Les monts asturiens, surtout ceux qui s'élèvent entre Oviedo et les Pitons d'Europe, sont vénérés de tous les patriotes espagnols. Fort beaux d'ailleurs, car leurs premiers versants sont ombragés de châtaigniers, de noyers, de chênes et, sur les pentes supérieures, les forêts de hêtres et de noisetiers alternent avec les prairies, ils paraissent à l'imagination populaire d'autant plus admirables à voir, qu'ils ont été, aux premiers temps de l'occupation des Maures, la forteresse des chrétiens restés indépendants. De même qu'on signale en Aragon la Peña de Oroel, près de laquelle naquit le royaume de Sobrarbe, on montre ici la montagne d'Ansena, où Pélage fugitif se cachait avec les siens, les forêts de Verdoyonta qu'il parcourait dans ses expéditions de guerre, l'abbaye de Covadonga, qui rappelle ses premières victoires sur l'Islam. Les «Illustres Montagnes», car c'est là le nom qui les distingue officiellement, n'ont pas seulement leurs souvenirs historiques, leurs gracieux villages aux maisons éparses, leurs troupeaux et leur verdure; elles ont aussi dans leurs entrailles le riche trésor de leurs mines de houille, source principale de prospérité pour les Asturies.

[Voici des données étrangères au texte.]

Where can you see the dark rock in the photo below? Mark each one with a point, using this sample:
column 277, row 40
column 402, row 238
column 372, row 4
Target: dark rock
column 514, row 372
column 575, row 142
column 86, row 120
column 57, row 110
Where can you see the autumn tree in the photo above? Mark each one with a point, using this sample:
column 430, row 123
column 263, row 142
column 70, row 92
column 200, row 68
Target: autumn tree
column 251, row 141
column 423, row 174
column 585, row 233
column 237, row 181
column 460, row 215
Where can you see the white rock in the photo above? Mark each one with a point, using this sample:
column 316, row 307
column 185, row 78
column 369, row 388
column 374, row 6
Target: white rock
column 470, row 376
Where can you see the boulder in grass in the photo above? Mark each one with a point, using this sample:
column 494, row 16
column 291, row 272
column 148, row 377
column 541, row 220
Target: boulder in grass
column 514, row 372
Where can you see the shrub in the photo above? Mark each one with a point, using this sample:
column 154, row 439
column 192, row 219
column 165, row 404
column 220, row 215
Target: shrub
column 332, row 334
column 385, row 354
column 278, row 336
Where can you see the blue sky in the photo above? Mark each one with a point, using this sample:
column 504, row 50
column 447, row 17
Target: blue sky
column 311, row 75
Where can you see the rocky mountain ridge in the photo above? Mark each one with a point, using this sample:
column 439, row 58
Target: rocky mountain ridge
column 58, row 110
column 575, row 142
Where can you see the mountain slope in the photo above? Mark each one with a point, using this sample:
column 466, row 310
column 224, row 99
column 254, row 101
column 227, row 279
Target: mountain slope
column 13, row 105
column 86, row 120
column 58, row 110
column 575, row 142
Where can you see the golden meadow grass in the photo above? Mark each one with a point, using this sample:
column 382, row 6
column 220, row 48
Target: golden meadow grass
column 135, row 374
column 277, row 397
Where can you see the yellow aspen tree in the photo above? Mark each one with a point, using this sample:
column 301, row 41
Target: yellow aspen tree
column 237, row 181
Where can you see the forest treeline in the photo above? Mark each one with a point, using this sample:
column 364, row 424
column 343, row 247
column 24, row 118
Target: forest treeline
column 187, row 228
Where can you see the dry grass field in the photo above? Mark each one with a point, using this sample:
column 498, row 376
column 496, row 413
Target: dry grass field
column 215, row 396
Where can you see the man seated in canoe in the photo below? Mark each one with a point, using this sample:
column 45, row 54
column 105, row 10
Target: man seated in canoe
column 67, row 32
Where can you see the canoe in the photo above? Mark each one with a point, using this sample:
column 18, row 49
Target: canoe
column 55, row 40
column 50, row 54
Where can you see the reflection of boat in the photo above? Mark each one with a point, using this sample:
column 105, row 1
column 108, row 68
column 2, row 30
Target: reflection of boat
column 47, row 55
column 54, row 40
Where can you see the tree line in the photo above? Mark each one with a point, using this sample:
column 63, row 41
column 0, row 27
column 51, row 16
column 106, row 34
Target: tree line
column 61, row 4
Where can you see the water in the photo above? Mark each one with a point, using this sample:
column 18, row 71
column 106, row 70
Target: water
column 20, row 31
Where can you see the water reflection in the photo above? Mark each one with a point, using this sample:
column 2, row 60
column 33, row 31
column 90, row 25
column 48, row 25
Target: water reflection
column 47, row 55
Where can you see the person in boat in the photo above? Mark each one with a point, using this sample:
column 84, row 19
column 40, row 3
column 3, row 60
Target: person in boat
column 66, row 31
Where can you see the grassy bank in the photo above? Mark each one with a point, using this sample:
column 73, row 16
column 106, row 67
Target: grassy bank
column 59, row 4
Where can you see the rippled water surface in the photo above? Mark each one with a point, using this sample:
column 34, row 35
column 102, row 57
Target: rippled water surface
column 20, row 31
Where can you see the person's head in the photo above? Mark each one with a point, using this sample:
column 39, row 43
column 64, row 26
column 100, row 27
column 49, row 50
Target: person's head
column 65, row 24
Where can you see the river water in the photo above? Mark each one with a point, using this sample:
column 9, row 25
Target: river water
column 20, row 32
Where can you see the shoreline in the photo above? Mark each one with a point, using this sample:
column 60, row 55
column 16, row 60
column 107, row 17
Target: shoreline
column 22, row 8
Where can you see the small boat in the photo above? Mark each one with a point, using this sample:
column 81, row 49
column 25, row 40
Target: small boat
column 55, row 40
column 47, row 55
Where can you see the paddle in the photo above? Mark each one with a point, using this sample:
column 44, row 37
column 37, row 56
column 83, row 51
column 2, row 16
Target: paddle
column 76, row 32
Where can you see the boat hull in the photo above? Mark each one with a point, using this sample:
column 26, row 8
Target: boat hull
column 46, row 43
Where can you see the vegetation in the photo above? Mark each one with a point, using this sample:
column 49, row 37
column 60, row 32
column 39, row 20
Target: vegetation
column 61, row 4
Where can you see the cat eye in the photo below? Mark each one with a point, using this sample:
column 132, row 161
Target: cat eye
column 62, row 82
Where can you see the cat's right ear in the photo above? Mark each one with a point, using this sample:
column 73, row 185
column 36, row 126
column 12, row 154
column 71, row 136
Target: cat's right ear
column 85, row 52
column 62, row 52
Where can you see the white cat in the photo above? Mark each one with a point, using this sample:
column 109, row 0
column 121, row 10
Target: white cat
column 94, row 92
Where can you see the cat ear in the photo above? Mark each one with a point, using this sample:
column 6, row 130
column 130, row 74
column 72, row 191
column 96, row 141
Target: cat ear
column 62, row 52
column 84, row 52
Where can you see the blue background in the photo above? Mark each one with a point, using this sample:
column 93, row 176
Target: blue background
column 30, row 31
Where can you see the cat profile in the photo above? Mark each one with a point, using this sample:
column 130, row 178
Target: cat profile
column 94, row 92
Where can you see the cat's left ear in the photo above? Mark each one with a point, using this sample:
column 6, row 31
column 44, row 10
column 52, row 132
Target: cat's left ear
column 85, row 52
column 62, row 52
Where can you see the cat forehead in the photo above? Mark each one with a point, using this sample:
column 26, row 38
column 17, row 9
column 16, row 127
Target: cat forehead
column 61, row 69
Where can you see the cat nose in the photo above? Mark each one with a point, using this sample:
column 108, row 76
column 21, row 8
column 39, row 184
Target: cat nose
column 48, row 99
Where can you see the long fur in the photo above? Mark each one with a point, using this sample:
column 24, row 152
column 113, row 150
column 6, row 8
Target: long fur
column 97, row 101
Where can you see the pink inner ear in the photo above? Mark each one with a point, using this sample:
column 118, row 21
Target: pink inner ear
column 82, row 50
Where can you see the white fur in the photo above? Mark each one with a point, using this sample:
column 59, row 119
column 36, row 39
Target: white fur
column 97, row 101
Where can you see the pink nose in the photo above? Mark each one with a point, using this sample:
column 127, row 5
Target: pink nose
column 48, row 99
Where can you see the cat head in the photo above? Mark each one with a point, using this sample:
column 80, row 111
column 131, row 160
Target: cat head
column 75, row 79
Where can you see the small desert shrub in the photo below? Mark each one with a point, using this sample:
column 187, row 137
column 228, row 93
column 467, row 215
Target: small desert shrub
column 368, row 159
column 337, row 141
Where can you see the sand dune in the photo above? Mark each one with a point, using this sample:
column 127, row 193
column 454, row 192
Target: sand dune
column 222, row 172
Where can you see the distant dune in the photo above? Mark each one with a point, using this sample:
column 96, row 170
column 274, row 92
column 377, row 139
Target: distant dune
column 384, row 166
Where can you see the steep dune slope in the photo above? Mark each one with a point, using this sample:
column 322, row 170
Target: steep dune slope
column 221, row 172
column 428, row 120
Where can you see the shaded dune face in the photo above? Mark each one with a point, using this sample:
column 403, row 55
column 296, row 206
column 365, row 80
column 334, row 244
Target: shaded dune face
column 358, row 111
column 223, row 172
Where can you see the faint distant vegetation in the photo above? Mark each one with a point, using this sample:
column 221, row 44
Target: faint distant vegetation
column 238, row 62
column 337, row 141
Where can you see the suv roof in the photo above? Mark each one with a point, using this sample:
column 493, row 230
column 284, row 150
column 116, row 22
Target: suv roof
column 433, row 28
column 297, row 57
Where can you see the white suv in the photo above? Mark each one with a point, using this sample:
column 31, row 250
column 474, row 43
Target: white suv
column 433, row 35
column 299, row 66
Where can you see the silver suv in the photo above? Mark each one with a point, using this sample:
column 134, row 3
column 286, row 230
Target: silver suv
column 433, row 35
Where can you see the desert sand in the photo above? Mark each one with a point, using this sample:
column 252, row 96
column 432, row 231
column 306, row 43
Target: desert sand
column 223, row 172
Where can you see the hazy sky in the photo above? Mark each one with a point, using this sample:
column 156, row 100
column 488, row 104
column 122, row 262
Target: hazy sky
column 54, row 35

Dans leur désordre bizarre, les hauteurs de la Galice, de toutes parts attaquées et rongées parles eaux, n'offrent qu'un petit nombre de chaînons ou cordales que l'on puisse rattacher à un système régulier. Ce sont des masses de roches primitives, arrondies pour la plupart, disposées en petits plateaux de dimensions inégales et dominées çà et là par des buttes qui s'élèvent, en moyenne, à une centaine de mètres au-dessus du niveau général de la contrée, Cependant les chaînons suivent à peu près la même direction que les rivages eux-mêmes, les uns courant de l'ouest à l'est, en prolongement des côtes Vascongades, les autres descendant du nord au sud vers le littoral portugais. Parallèlement au chaînon de Rañadoiro, qui peut être considéré comme la frontière naturelle de la Galice et des Asturies, se développe à l'ouest la Sierra de Meira; puis, de l'autre côté de la grande vallée du Miño, se prolonge un ensemble de groupes montagneux, dont les ramifications septentrionales vont se terminer à l'Estaca de Vares, principal cap angulaire de la Galice, et au cap Ortegal ou cap Nord (Norte-Gal), non loin duquel pyramide le haut Cuadramon. A l'ouest, des massifs orientés transversalement, dans le même sens que les Pyrénées cantabres, vont former les célèbres promontoires de Toriñana et de Finisterre, ou de la «Fin des Terres». Ce cap, que les marins croyaient autrefois le plus occidental de la péninsule Ibérique, semble bien, ainsi que ses homonymes de la France et de l'Angleterre, être la fin d'un monde. Étroite péninsule rocheuse s'avançant en pleine mer à l'ouest de la grande baie de Corcubion, elle élève ses derniers escarpements comme un autel dressé au milieu de la solitude immense des eaux. Là se trouvait un temple des anciens dieux, remplacé depuis par une église vouée à Marie [196].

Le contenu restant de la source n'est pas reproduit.